Many thanks to Ray for this unique insight of the times, not only at the new school, trying to find its' feet, but of the sparse conditions at the time - being not long after the war.
What captured it for me was the mention of 4711 Eau de Cologne.
Alan Bennett, in his various memoirs, talks about this perfume against a similar background to that which Ray describes so I decided to find out about it.
I was intrigued by what I learned.
The original Eau de Cologne was designed not by a German but by an Italian, Giovanni Maria Farina, in 1709. It was primarily a mixture of citrus oils in dilute ethanol and was composed because it was redolent of Giovanni's homeland. He wrote to his brother...
"I have found a fragrance that reminds me of an Italian spring morning, of mountain daffodils and orange blossoms after the rain"
He decided to name it 'Eau de Cologne' in honour of the city which had made him welcome and which was now where he considered 'home'.
So successful was this product that other 'colognes' were marketed and one in particular by a perfumier named Wilhelm Mülhens in 1803. By an incredible twist of fate the license to sell this perfume had been acquired from a 'Carlo Francesco Farina' who had no connection to Giovanni Farina whatsoever. But this didn't stop Mühlens using the name 'Farina' in association with 'Eau de Cologne' in order to pass it off as the original. Objections were raised and Mühlens was ordered to stop using the name 'Farina'.
By now, Mühlens' son was in charge. To get round this ban he cleverly sought out any willing 'Farina' in Italy who was prepared to become a business partner so that the name could be legally used in association with the perfume and off they went again.
Further objections were raised by the authentic 'Farina' family and eventually Ferdinand Mühlens, the grandson of Wilhelm, was ordered by the courts never to use the name 'Farina' in association with their brand of 'cologne' ever again.
Ferdinand threw in the towel at this point and decided, in 1881, to completely re-brand his perfume.
He chose the name '4711' which had been the family's house number on 'Glockengasse' the number having been assigned to the residence on the eve of the French Revolution when French troops occupied the city of Cologne.
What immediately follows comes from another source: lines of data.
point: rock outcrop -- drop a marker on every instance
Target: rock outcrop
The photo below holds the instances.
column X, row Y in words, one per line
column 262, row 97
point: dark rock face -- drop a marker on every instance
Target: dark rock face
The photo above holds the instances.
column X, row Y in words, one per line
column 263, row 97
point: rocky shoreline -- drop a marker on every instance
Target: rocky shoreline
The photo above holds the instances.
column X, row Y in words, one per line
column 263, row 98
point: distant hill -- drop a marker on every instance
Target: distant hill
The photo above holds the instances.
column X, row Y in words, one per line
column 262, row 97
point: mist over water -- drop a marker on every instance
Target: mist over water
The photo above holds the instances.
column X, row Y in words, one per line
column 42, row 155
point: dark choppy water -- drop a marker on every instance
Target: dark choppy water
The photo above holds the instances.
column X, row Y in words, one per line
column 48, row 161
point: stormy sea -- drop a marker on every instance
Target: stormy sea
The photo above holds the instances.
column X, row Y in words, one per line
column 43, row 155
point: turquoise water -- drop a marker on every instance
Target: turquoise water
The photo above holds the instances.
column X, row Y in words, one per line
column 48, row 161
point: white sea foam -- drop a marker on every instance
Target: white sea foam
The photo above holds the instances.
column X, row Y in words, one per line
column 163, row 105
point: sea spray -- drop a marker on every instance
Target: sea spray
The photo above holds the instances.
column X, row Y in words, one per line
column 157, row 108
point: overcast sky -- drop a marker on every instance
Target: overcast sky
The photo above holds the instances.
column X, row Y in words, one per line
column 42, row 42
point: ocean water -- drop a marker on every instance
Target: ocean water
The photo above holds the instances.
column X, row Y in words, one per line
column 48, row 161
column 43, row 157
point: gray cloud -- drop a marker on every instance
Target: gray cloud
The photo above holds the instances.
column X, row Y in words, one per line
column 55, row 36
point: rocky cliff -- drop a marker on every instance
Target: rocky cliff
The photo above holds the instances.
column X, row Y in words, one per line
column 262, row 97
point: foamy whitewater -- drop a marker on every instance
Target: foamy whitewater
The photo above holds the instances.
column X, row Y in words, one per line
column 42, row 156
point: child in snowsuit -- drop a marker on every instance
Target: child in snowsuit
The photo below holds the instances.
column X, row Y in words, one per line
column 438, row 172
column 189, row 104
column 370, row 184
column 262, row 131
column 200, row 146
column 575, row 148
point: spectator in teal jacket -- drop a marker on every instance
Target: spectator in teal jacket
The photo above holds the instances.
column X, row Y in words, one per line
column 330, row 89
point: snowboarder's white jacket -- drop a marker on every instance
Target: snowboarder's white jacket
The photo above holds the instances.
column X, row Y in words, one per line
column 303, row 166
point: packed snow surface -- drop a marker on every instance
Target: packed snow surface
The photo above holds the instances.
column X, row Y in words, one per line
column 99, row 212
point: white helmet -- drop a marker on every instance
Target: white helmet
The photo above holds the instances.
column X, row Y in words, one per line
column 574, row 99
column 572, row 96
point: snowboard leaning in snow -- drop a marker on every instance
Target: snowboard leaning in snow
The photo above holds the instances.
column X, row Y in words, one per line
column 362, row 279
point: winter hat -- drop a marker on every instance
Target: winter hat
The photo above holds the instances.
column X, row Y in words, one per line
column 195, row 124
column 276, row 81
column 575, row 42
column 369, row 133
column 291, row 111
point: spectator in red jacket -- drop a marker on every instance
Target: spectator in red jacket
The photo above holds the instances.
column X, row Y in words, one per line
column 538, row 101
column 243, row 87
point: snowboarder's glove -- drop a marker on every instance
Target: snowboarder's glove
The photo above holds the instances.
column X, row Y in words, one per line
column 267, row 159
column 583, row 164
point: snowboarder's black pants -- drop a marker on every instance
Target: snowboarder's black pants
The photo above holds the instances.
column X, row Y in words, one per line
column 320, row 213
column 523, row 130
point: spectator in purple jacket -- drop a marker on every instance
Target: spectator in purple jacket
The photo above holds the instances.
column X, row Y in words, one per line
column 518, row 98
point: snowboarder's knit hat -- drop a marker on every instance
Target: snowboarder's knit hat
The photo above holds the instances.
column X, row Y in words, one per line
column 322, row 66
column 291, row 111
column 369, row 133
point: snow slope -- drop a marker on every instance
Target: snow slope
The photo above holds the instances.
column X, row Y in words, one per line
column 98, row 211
This was a city-wide numbering system but interestingly the system had already been changed back to per-street numbers at the time of the rebranding - so technically the perfume should have been named '12'.
Far more accurate but much less romantic.
The brand was a winner and is still sold today as '4711' and proclaims itself to be the 'real' (echt) cologne.
Just like Ray, Alan Bennett was on his first trip abroad and was, too, considering what he should buy his mother. He'd already asked her what she would like before he left.
"I'd like some Chanel No 5", she said (not really knowing what it was but knew it represented the height of luxury and elegance) "but if that's too expensive get me Chanel No 4 instead".
Thanks again, Ray, for your invaluable recollection.